All the sites I now create use XHTML and
CSS (Cascading Style Sheets) for layout and
typography. The big advantage, gigantic actually, of using CSS
for layout, and what has become known as 'semantic markup' – the separation
of style from content that CSS enables –
is that all the instructions regarding the look of the site, typography,
colour scheme, column layout, are contained in a single tiny style file
(the stylesheet), whereas the content, the text and pictures, is contained
in the individual actual pages.
The stylesheet is linked to a collection of webpages, which could comprise your entire site. So if you want to change all your type throughout your site from, say, Arial to Times New Roman, and change the background from cream to lilac, and the link hover colour from claret to purple, then you can do this by making those amendments to the stylesheet and uploading just that single file to your server, and all the pages linked to it will be changed without any more to do, whether you have 10 or 10,000 pages. This also means that your individual pages are no longer bloated out with styling instructions ('tag soup'), so are smaller and load faster, since the stylesheet is already stored in the browser's cache once the first page of the site has loaded.
Semantic design is also beneficial for search-engine rankings. The Google web-crawler indexing robot is a simple text-reader. Google hates 'tag soup', much prefers clean content. The high-ranking sites at the moment are mostly CSS sites, and it's liable to stay that way. So in other words, the way it's designed under the surface gives a real competitive edge.
I ensure that all my pages validate, which means they are tested against
the validator provided by the World
Wide Web Consortium (W3C) to point out coding
errors and other deviations from web standards.
'Web standards' is the new buzzword in web design, but what it means is
that websites built according to them (which most aren't) are future-proofed
to work in the next generation of browsers and to continue to work. Such
sites will also be accessible on handhelds and web-TV, and screen-readers
for the blind.
Many sites created with non-standard code are now starting to creak severely and fall apart. Yet a surprising number of design agencies are still using obsolescent layout methods, making pages full of kludgy code that modern browsers stub their toes on.
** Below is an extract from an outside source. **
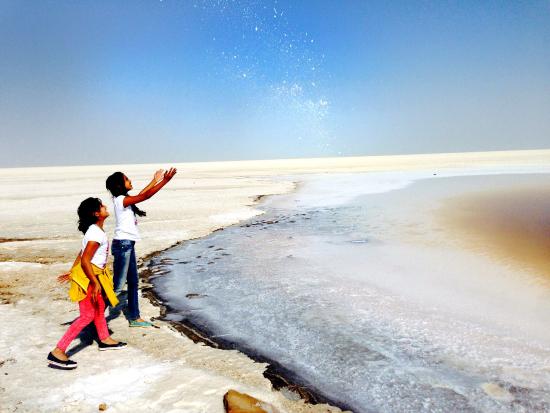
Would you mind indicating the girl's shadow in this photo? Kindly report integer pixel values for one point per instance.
(120, 308)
The aesthetics of a site are of the utmost importance, but eye-catching design should go hand-in-hand with lean clean code under the bonnet, which ensures the site is accessible and stable in all browsers.
Spreading your site like wildfire
Some
people imagine that there are secretive and cunning techniques for gaining
high placement in search engines, particularly in Google, which currently
generates about 90% of searches arriving at a site. While it is true that
there are steps you can take to enhance your search results, by far the
best way to gain high search ranking is simply to have useful and detailed
content on your site.
You may be interested to know that I succeeded in just three months in making my own Yijing Dao website appear in the top five Google results on a search for many words and phrases related to the subject matter, with the site frequently being first. This was achieved mostly through content, but also trial-and-error experimentation to discover how changes introduced to pages could influence search results.